Epoll

Onload User Guide (UG1586)

Document ID
UG1586
Release Date
2023-07-31
Revision
1.2 English

The epoll set of functions, epoll_create(), epoll_ctl(), epoll_wait(), epoll_pwait(), are accelerated in the same way as poll and select. The environment variable EF_UL_EPOLL enables/disables epoll acceleration. Refer to the release change log for enhancements and changes to epoll behavior.

Using Onload an epoll set can consist of both Onload file descriptors and kernel file descriptors. Onload supports the following options for the EF_UL_EPOLL environment variable:

Table 1. Options for the EF_UL_EPOLL Variable
Value Epoll Behavior
0

Accelerated epoll is disabled and epoll_ctl(), epoll_wait() and epoll_pwait() function calls are processed in the kernel. Other functions calls such as send() and recv() are still accelerated.

Interrupt avoidance does not function and spinning cannot be enabled.

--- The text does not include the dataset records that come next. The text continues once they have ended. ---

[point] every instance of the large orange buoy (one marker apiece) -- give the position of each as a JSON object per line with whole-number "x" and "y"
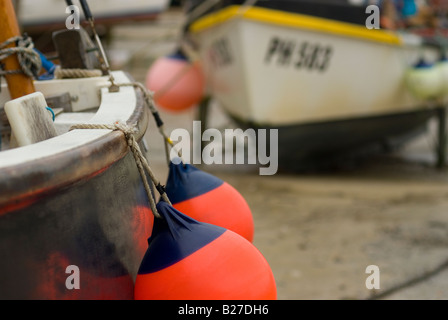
{"x": 191, "y": 260}
{"x": 177, "y": 83}
{"x": 209, "y": 199}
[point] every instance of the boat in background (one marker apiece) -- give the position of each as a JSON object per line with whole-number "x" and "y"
{"x": 72, "y": 204}
{"x": 314, "y": 71}
{"x": 41, "y": 15}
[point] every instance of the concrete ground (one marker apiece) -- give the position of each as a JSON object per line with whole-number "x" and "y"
{"x": 319, "y": 232}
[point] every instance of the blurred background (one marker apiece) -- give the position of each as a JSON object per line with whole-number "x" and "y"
{"x": 319, "y": 229}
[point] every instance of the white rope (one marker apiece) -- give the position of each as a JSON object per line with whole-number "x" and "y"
{"x": 29, "y": 59}
{"x": 140, "y": 160}
{"x": 60, "y": 73}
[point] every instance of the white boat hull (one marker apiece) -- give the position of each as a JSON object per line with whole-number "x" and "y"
{"x": 277, "y": 75}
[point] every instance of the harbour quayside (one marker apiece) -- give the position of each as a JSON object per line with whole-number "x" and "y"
{"x": 333, "y": 85}
{"x": 78, "y": 212}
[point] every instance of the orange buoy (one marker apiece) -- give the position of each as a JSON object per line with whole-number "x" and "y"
{"x": 177, "y": 83}
{"x": 191, "y": 260}
{"x": 209, "y": 199}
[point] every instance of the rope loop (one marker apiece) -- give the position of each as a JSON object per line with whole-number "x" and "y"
{"x": 29, "y": 59}
{"x": 140, "y": 160}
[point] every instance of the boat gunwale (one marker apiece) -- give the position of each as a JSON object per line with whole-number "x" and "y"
{"x": 28, "y": 180}
{"x": 295, "y": 20}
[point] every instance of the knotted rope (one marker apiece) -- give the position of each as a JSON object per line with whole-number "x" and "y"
{"x": 140, "y": 160}
{"x": 29, "y": 59}
{"x": 149, "y": 100}
{"x": 76, "y": 73}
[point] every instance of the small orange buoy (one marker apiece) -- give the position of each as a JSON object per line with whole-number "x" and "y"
{"x": 177, "y": 83}
{"x": 207, "y": 198}
{"x": 190, "y": 260}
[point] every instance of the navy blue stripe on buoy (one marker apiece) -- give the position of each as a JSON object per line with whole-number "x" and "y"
{"x": 174, "y": 237}
{"x": 186, "y": 182}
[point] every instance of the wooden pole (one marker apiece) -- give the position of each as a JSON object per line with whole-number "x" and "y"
{"x": 18, "y": 84}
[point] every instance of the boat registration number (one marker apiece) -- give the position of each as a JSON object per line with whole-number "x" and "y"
{"x": 301, "y": 55}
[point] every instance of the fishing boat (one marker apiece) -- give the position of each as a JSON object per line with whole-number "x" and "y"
{"x": 314, "y": 71}
{"x": 74, "y": 215}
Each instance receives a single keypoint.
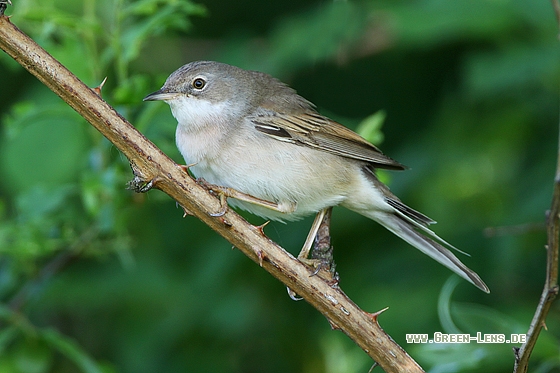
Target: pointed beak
(161, 95)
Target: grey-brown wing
(317, 131)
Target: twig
(550, 290)
(151, 165)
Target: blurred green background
(94, 278)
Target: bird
(269, 148)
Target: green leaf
(370, 127)
(71, 350)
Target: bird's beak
(161, 95)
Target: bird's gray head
(219, 83)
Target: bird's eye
(198, 83)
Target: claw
(99, 87)
(261, 255)
(293, 295)
(223, 206)
(141, 186)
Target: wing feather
(316, 131)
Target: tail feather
(407, 229)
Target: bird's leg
(224, 193)
(304, 253)
(319, 237)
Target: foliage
(96, 279)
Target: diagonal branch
(152, 166)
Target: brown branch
(151, 164)
(550, 290)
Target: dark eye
(199, 83)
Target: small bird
(254, 136)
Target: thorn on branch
(260, 228)
(3, 5)
(375, 315)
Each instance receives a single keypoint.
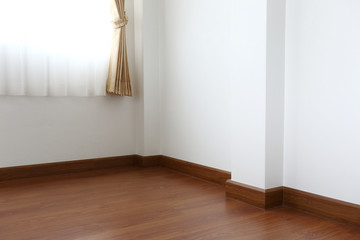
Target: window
(54, 48)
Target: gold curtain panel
(118, 81)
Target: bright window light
(54, 47)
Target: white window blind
(54, 48)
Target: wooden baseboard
(207, 173)
(47, 169)
(268, 198)
(148, 161)
(316, 204)
(323, 206)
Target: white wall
(275, 79)
(249, 92)
(49, 129)
(322, 113)
(147, 17)
(196, 66)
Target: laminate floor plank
(146, 203)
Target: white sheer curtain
(54, 47)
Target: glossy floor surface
(148, 203)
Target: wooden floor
(147, 203)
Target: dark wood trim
(207, 173)
(258, 197)
(56, 168)
(323, 206)
(316, 204)
(148, 161)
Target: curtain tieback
(121, 22)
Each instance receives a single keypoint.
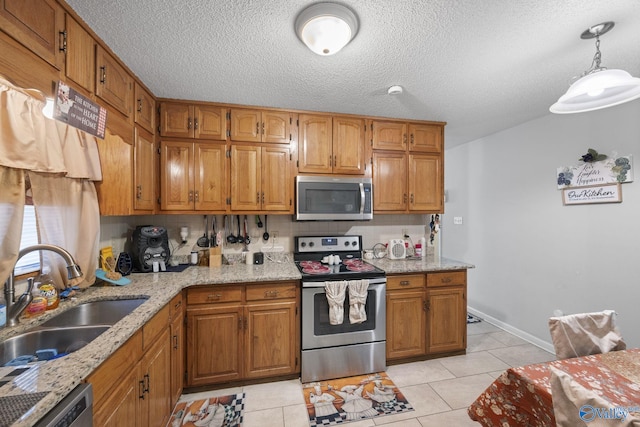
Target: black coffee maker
(150, 244)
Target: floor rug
(473, 319)
(344, 400)
(222, 411)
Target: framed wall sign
(603, 193)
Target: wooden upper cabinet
(144, 170)
(315, 149)
(145, 108)
(348, 145)
(425, 183)
(425, 138)
(389, 135)
(80, 57)
(38, 25)
(113, 83)
(182, 120)
(389, 182)
(260, 126)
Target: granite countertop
(60, 376)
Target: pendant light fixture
(326, 27)
(598, 87)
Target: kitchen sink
(107, 312)
(63, 340)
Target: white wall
(532, 254)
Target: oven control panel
(328, 243)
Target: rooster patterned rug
(223, 411)
(344, 400)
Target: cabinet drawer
(176, 308)
(271, 291)
(214, 294)
(412, 281)
(153, 328)
(447, 278)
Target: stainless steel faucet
(15, 308)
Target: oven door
(317, 332)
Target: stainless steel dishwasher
(74, 410)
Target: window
(31, 261)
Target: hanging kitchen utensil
(203, 241)
(247, 239)
(265, 236)
(230, 237)
(239, 238)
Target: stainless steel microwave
(325, 198)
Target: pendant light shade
(326, 27)
(598, 87)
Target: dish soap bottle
(47, 289)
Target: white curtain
(61, 163)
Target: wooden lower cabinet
(132, 387)
(242, 332)
(426, 314)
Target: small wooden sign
(79, 111)
(604, 193)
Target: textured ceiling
(481, 66)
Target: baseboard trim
(545, 345)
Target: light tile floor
(440, 390)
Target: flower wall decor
(595, 169)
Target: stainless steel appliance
(325, 198)
(347, 349)
(76, 409)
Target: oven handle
(378, 281)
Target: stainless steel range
(340, 338)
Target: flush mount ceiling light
(326, 27)
(597, 87)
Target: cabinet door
(120, 408)
(214, 347)
(276, 179)
(80, 58)
(37, 24)
(176, 120)
(113, 84)
(156, 374)
(406, 324)
(447, 319)
(245, 125)
(425, 183)
(176, 175)
(389, 182)
(144, 175)
(246, 178)
(209, 122)
(210, 173)
(270, 339)
(425, 138)
(348, 146)
(145, 114)
(389, 135)
(177, 357)
(276, 127)
(315, 153)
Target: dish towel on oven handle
(335, 292)
(358, 300)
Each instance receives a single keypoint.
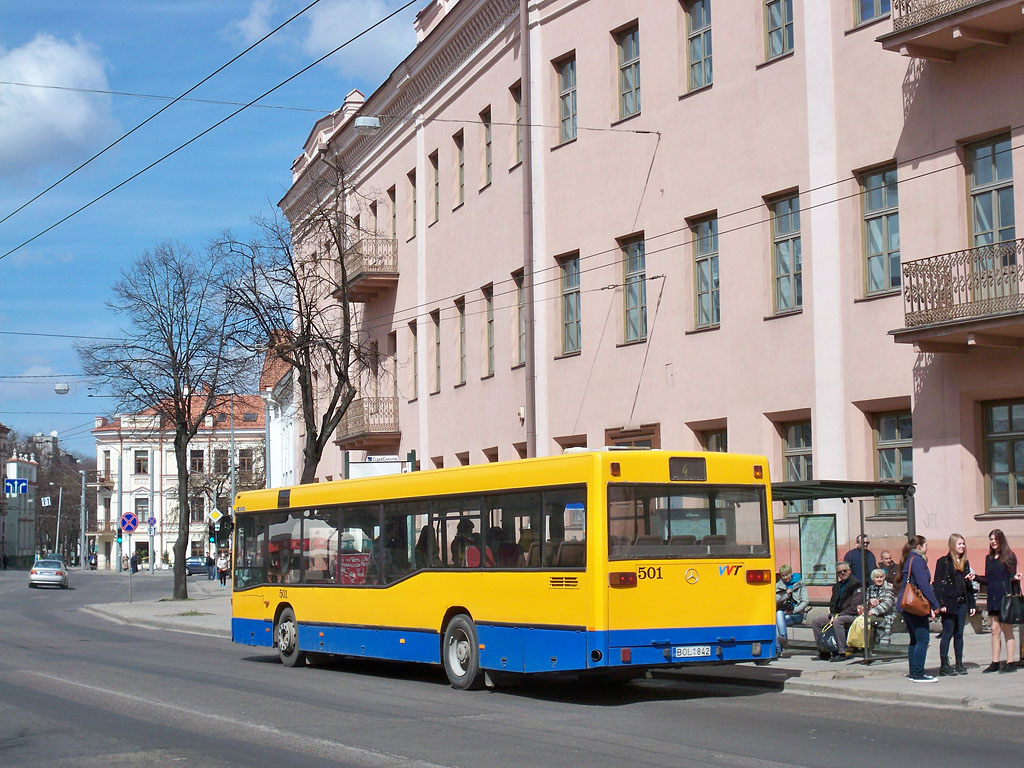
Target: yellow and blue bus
(602, 562)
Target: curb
(156, 623)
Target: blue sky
(59, 283)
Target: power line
(152, 117)
(157, 97)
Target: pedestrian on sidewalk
(1000, 570)
(952, 585)
(913, 569)
(792, 602)
(222, 568)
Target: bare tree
(174, 357)
(295, 301)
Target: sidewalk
(208, 612)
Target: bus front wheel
(287, 634)
(461, 654)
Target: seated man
(880, 605)
(791, 602)
(843, 608)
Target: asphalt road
(78, 690)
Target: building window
(785, 254)
(245, 465)
(520, 296)
(516, 92)
(416, 359)
(485, 120)
(394, 212)
(991, 193)
(706, 272)
(881, 203)
(141, 462)
(797, 457)
(894, 448)
(778, 27)
(629, 72)
(412, 203)
(635, 289)
(436, 186)
(698, 42)
(197, 509)
(460, 308)
(868, 10)
(1005, 456)
(435, 321)
(716, 440)
(460, 155)
(566, 99)
(569, 268)
(488, 301)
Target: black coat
(950, 586)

If a socket is handed over to the kernel stack after it has been added to an epoll set, it will be dropped from the epoll set.

onload_ordered_epoll_wait() is not supported.

1

Function calls to epoll_ctl(), epoll_wait(), epoll_pwait() are processed at user level.

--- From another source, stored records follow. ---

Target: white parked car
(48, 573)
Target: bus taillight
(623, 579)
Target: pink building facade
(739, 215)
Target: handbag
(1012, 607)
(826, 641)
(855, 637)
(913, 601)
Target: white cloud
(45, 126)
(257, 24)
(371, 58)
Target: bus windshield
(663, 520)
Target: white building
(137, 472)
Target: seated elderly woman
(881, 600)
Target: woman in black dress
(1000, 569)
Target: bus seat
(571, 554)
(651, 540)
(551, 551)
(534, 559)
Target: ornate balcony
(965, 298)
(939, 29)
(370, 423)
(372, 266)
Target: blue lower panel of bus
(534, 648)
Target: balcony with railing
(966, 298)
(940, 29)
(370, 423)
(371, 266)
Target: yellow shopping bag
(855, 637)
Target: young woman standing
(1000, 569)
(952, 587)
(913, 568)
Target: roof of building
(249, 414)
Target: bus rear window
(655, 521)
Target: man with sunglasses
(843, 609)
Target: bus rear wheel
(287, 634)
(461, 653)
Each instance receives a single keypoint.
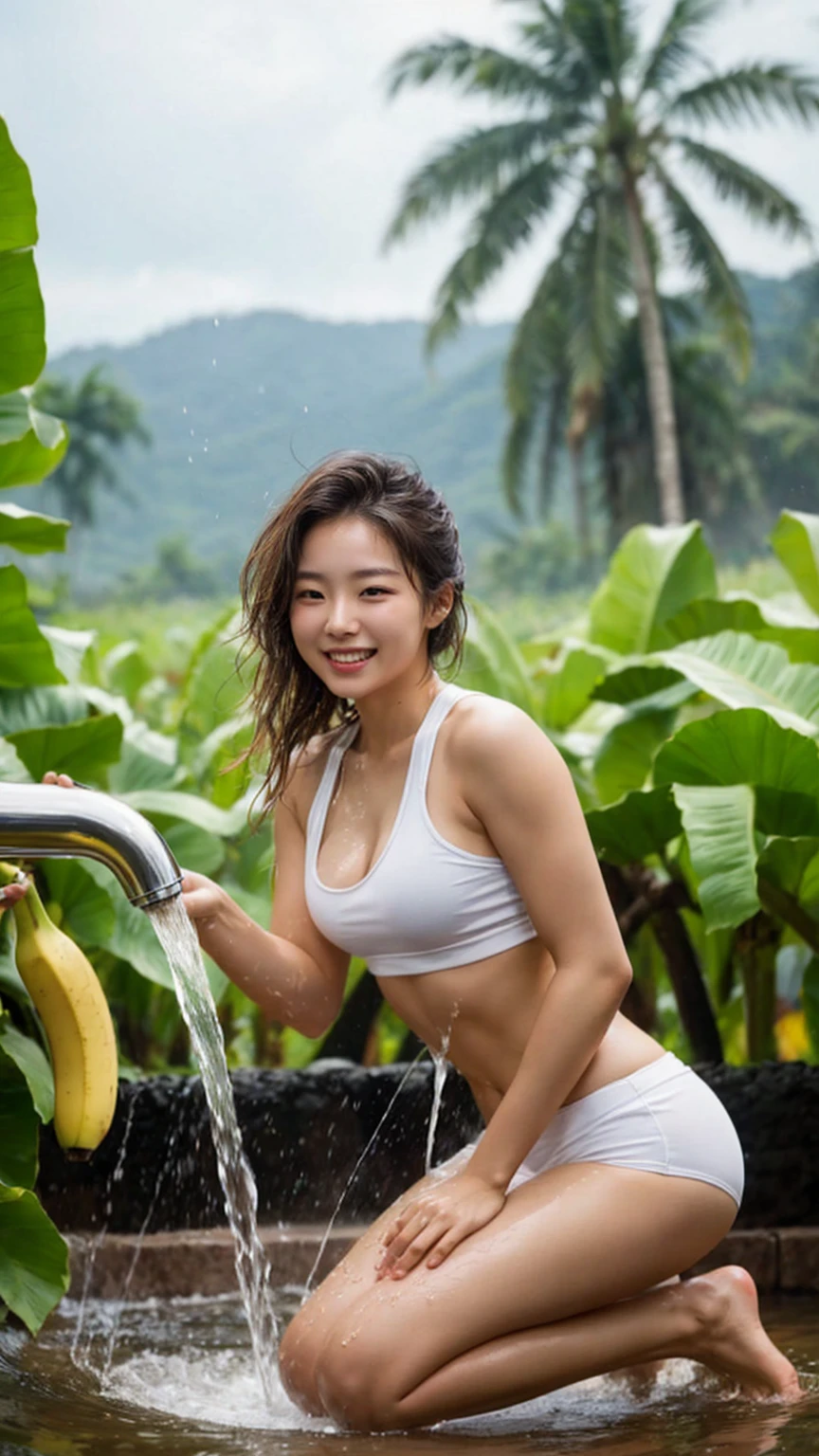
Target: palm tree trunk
(612, 475)
(579, 496)
(658, 372)
(548, 455)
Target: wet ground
(175, 1377)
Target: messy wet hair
(287, 700)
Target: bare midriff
(488, 1010)
(485, 1008)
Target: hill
(239, 410)
(239, 407)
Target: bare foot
(732, 1339)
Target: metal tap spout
(44, 822)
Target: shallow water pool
(175, 1377)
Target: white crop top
(425, 904)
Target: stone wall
(305, 1133)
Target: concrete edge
(200, 1261)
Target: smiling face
(357, 619)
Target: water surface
(182, 1383)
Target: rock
(341, 1132)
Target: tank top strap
(428, 731)
(327, 784)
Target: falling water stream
(439, 1079)
(181, 945)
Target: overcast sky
(209, 156)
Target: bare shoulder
(490, 731)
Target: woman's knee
(353, 1382)
(298, 1355)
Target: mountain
(238, 410)
(241, 407)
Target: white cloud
(208, 156)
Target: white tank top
(425, 904)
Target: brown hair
(287, 700)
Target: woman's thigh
(576, 1238)
(331, 1301)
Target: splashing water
(81, 1352)
(352, 1179)
(439, 1079)
(241, 1200)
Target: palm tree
(100, 417)
(605, 122)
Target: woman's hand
(9, 894)
(434, 1224)
(203, 899)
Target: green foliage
(102, 418)
(604, 122)
(34, 1260)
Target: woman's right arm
(293, 973)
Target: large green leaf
(796, 542)
(133, 939)
(72, 649)
(810, 1004)
(192, 847)
(493, 663)
(190, 807)
(567, 681)
(25, 654)
(719, 828)
(740, 671)
(624, 757)
(31, 532)
(31, 443)
(220, 749)
(41, 705)
(792, 865)
(125, 668)
(29, 1059)
(19, 1126)
(213, 689)
(18, 209)
(22, 322)
(88, 907)
(637, 828)
(655, 573)
(148, 762)
(796, 630)
(79, 749)
(745, 746)
(34, 1260)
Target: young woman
(436, 831)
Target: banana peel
(76, 1019)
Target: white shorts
(662, 1119)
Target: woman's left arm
(518, 785)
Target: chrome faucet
(44, 822)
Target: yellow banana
(70, 1002)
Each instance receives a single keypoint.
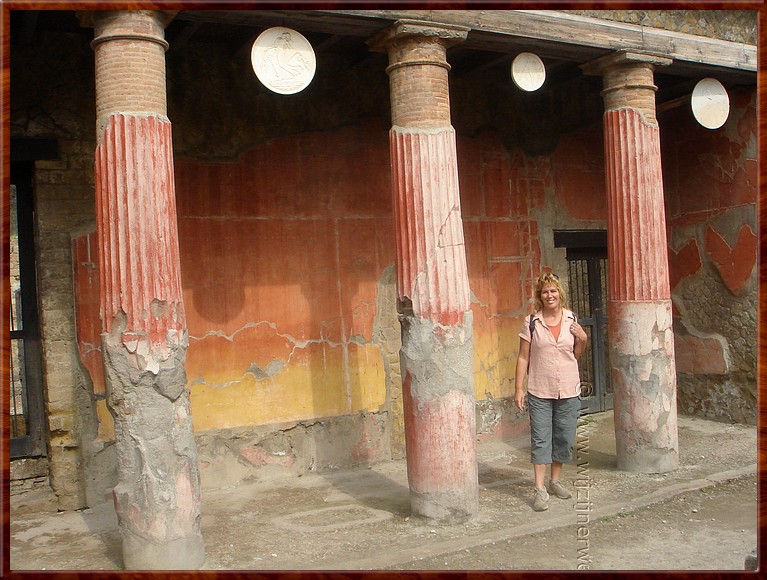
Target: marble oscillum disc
(710, 103)
(528, 71)
(283, 60)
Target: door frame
(590, 247)
(24, 153)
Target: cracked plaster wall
(510, 203)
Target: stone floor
(702, 516)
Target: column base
(443, 508)
(648, 461)
(181, 554)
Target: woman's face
(550, 296)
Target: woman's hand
(519, 399)
(578, 332)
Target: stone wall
(711, 195)
(521, 177)
(52, 97)
(732, 25)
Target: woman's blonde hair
(549, 278)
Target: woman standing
(549, 355)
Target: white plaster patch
(344, 516)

Delivers best latency except when the number of accelerated file descriptors in the epoll set is very large. This option also gives the best acceleration of epoll_ctl() calls.

Spinning can be enabled and interrupts are avoided until an application blocks.

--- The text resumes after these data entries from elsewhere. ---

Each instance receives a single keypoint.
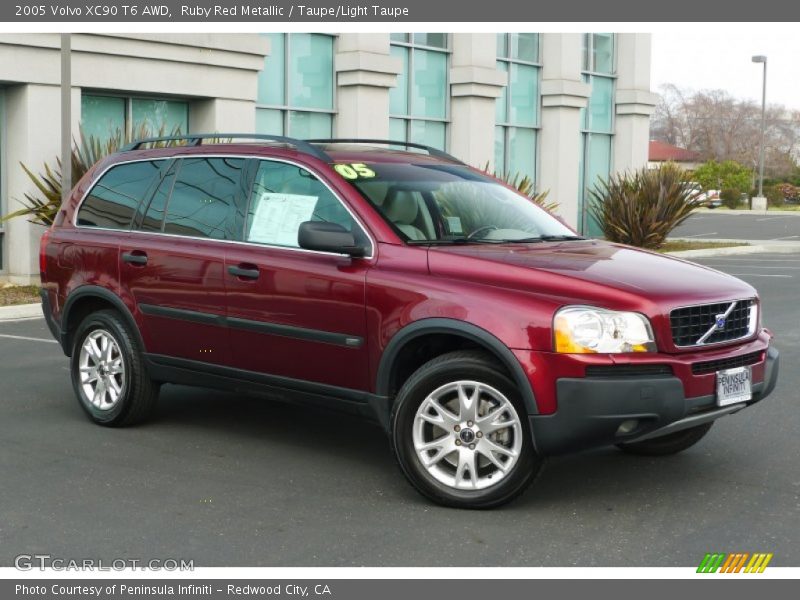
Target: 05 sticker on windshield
(354, 171)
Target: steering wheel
(485, 228)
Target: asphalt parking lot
(724, 225)
(237, 481)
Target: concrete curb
(754, 247)
(738, 212)
(20, 311)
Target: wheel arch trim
(94, 291)
(438, 325)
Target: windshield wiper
(454, 241)
(547, 238)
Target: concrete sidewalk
(740, 212)
(20, 311)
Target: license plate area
(734, 386)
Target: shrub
(525, 186)
(774, 196)
(642, 207)
(86, 152)
(731, 197)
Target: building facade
(561, 109)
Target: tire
(672, 443)
(107, 355)
(469, 464)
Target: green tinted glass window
(310, 71)
(436, 40)
(430, 133)
(102, 117)
(524, 84)
(272, 78)
(429, 86)
(310, 124)
(398, 95)
(269, 121)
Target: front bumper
(591, 409)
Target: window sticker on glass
(454, 225)
(354, 171)
(277, 217)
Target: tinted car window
(285, 195)
(203, 200)
(115, 197)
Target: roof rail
(430, 150)
(196, 139)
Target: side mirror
(328, 237)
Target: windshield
(438, 203)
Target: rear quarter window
(113, 200)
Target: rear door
(173, 263)
(296, 313)
(88, 254)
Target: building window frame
(129, 99)
(3, 181)
(590, 75)
(287, 108)
(408, 119)
(507, 125)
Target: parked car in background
(708, 199)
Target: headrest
(401, 207)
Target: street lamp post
(762, 59)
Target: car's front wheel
(460, 434)
(108, 375)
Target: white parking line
(29, 339)
(757, 266)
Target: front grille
(627, 370)
(690, 324)
(712, 366)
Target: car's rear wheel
(460, 435)
(108, 374)
(667, 444)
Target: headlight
(585, 329)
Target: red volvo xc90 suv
(477, 329)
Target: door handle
(135, 257)
(244, 271)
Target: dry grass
(18, 294)
(678, 245)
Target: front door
(296, 313)
(173, 261)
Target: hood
(655, 277)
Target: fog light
(627, 426)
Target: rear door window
(113, 200)
(199, 199)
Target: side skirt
(167, 369)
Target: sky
(722, 60)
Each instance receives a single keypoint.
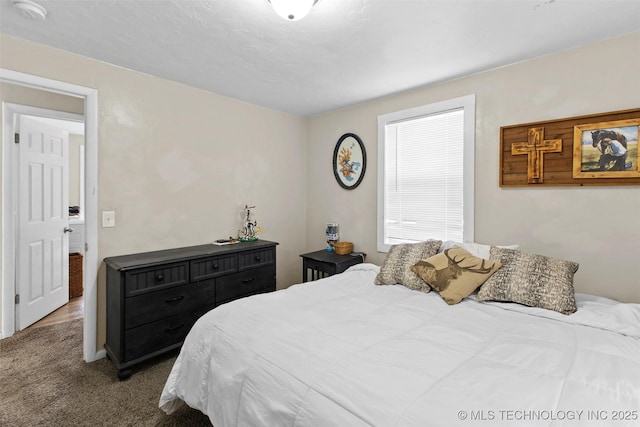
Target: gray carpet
(45, 382)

CPU overhead and latency increase with the number of file descriptors in the epoll set.

onload_ordered_epoll_wait() is supported.

2

Calls to epoll_ctl(), epoll_wait(), epoll_pwait() are processed in the kernel.

Delivers best performance for large numbers of accelerated file descriptors.

Spinning can be enabled and interrupts are avoided until an application blocks.

CPU overhead and latency are independent of the number of file descriptors in the epoll set.

onload_ordered_epoll_wait() is not supported.

3

Function calls to epoll_ctl(), epoll_wait(), epoll_pwait() are processed at user level.

Delivers best acceleration latency for epoll_ctl() calls and scales well when the number of accelerated file descriptors in the epoll set is very large - and all sockets are in the same stack. The cost of the epoll_wait() is independent of the number of accelerated file descriptors in the set and depends only on the number of descriptors that become ready.

The benefits will be less if sockets exist in different Onload stacks:

  • From Onload 201805 onwards, each socket can be in up to four epoll sets at a time, provided that each epoll set is in a different process
  • Otherwise, each socket can be in at most one epoll set at a time.

In such cases the recommendation is to use EF_UL_EPOLL=2.

EF_UL_EPOLL=3 does not allow monitoring the readiness of the epoll file descriptors from another epoll/poll/select.

EF_UL_EPOLL=3 cannot support epoll sets which exist across fork().

Spinning can be enabled and interrupts are avoided until an application blocks.

onload_ordered_epoll_wait() is supported.

The relative performance of epoll options 1 and 2 depends on the details of application behavior as well as the number of accelerated file descriptors in the epoll set. Behavior can also differ between earlier and later kernels and between Linux realtime and non-realtime kernels. Generally the OS will allocate short time slices to a user-level CPU intensive application which might result in performance (latency spikes). A kernel-level CPU intensive process is less likely to be de-scheduled resulting in better performance. You are recommended to evaluate options 1 and 2 for applications that manages many file descriptors, or to try option 3 (onload-201502 and later) when using very large sets and all sockets are in the same stack.

Additional environment variables can be employed to control the epoll_ctl(), epoll_wait() and epoll_pwait() functions and to give priority to accelerated sockets over non-accelerated sockets and other file descriptors. Refer to EF_EPOLL_CTL_FAST, EF_EPOLL_SPIN and EF_EPOLL_MT_SAFE.

Refer also to Known Issues with Epoll.